The Surgeon's Perspective

Ethical complexity in surgery is not an abstraction — it lives in the small, often unrecorded decisions of the operating theatre: whether to proceed or to stop, how to frame consent for a patient who cannot fully understand, how to allocate finite resources in emergency contexts, how to weigh experimental innovation against the patient's best interest. Medical Ethics: The Surgeon's Perspective brings together leading surgeons and ethicists to examine these questions from within the discipline. Grounded in the classical principles of autonomy, beneficence, non-maleficence, and justice, the volume adapts each to the specific conditions of surgical practice.

Particular attention is given to informed consent in urgent settings, to the ethics of industry partnerships, and to the surgeon's role as an advocate for equitable access to care. Edited by Claudio Salvatore Cinà and published by Springer in 2025, this work provides surgeons, trainees, and ethicists with a principled yet flexible guide to navigating a field in rapid transformation — where technical precision and moral judgment can no longer be separated.

Aurora in Sicily

A Carabiniere, a Sabre, and the Discipline of Light

Aurora in Sicily traces the life of Pietro Cinà — a Carabiniere born in 1906 in a small Sicilian village, whose service spanned the fascist years, the Second World War, the Allied landing, and the long post-war rebuilding of southern Italy — through the eyes of his son. Part biographical novel, part historical chronicle, part filial reckoning, the book is a reconstruction built from fragments: family memory, archival documents, the quiet testimony of places, and the disciplined imagination required to give shape to a century of silence.

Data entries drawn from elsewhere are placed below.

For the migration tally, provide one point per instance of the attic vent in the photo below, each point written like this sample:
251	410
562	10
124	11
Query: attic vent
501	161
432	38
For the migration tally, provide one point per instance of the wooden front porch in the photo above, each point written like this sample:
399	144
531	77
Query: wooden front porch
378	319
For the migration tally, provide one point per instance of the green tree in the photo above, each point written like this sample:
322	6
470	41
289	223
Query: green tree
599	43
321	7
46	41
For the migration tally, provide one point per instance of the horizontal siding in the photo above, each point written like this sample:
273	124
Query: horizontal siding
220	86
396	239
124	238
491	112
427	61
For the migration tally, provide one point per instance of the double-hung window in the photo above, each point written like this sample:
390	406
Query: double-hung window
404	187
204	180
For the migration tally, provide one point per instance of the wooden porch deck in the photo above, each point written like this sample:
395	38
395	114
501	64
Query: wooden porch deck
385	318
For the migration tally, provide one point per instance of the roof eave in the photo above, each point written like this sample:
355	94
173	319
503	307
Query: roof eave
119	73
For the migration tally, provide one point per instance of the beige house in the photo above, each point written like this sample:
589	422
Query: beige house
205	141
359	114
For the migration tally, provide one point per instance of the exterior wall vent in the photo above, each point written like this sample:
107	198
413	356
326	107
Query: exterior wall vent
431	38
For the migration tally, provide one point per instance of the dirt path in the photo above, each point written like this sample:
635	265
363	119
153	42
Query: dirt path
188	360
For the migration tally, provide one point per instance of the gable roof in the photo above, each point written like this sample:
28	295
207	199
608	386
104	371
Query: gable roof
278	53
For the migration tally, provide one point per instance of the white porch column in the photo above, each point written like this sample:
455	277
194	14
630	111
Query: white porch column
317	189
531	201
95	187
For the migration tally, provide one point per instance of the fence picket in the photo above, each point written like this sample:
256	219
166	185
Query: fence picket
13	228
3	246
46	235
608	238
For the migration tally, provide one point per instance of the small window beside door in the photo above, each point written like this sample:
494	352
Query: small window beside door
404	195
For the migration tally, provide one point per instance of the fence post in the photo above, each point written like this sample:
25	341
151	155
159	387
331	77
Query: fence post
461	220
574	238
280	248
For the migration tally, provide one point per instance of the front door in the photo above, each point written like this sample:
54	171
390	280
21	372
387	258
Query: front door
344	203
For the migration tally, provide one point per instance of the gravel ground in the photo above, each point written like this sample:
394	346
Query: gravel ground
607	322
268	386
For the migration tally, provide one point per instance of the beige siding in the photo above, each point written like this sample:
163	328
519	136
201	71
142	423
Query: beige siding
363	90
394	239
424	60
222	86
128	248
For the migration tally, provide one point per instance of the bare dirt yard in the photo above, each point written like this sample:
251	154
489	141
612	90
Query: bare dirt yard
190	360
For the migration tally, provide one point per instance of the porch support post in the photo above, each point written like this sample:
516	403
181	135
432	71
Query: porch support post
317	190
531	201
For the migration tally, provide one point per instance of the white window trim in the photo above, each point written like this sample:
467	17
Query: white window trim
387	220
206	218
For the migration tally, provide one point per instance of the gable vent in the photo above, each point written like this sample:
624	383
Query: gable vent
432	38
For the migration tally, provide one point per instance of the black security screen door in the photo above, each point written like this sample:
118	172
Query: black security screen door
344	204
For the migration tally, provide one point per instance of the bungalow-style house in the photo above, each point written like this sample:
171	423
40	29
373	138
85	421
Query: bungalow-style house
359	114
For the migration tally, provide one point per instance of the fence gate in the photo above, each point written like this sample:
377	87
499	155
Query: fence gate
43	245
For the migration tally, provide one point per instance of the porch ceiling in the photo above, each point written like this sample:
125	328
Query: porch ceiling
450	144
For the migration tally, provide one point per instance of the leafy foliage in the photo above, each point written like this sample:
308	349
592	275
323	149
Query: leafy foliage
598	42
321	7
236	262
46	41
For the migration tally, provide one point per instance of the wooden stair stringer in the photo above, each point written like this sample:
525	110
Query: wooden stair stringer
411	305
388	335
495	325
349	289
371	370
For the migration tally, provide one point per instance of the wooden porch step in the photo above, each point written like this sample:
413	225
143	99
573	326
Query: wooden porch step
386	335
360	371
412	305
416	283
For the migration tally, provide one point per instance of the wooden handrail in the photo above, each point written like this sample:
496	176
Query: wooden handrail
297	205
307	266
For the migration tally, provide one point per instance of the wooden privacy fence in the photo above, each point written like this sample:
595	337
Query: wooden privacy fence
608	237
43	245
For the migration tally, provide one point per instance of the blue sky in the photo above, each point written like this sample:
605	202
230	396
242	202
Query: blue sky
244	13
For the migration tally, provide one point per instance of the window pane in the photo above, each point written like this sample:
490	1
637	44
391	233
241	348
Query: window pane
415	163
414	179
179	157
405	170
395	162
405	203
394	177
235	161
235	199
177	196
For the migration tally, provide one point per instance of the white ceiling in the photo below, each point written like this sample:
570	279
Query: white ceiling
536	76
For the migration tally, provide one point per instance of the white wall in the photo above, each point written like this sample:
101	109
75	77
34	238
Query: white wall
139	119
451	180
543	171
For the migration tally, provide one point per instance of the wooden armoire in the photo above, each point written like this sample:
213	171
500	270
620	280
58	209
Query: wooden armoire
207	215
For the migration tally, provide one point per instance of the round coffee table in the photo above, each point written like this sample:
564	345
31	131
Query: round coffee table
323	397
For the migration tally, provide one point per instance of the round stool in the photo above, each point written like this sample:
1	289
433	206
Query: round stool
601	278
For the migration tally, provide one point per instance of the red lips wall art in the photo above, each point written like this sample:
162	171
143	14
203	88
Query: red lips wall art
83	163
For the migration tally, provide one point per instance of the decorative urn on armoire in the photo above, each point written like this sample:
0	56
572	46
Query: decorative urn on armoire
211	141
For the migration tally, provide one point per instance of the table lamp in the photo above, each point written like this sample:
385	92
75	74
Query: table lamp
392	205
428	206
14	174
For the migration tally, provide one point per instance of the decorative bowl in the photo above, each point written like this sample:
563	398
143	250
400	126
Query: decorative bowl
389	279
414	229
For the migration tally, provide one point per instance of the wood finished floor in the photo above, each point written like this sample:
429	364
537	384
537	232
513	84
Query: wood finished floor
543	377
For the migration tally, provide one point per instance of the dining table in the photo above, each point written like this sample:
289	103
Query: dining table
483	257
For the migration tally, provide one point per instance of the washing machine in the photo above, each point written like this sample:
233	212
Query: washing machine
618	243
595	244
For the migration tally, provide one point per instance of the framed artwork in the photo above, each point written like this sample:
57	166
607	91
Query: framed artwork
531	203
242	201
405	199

It is a portrait of a man for whom order, honour, and service were not slogans but a daily practice, and it is also a portrait of a Sicily that is rapidly disappearing — the Sicily of stone courtyards, small-town loyalties, and the long moral grammar of the Carabiniere. Written by a son who became an international surgeon and returned to his origins to understand them, Aurora in Sicily is a book about inheritance: what a father transmits without speaking, and what a son must work to recover.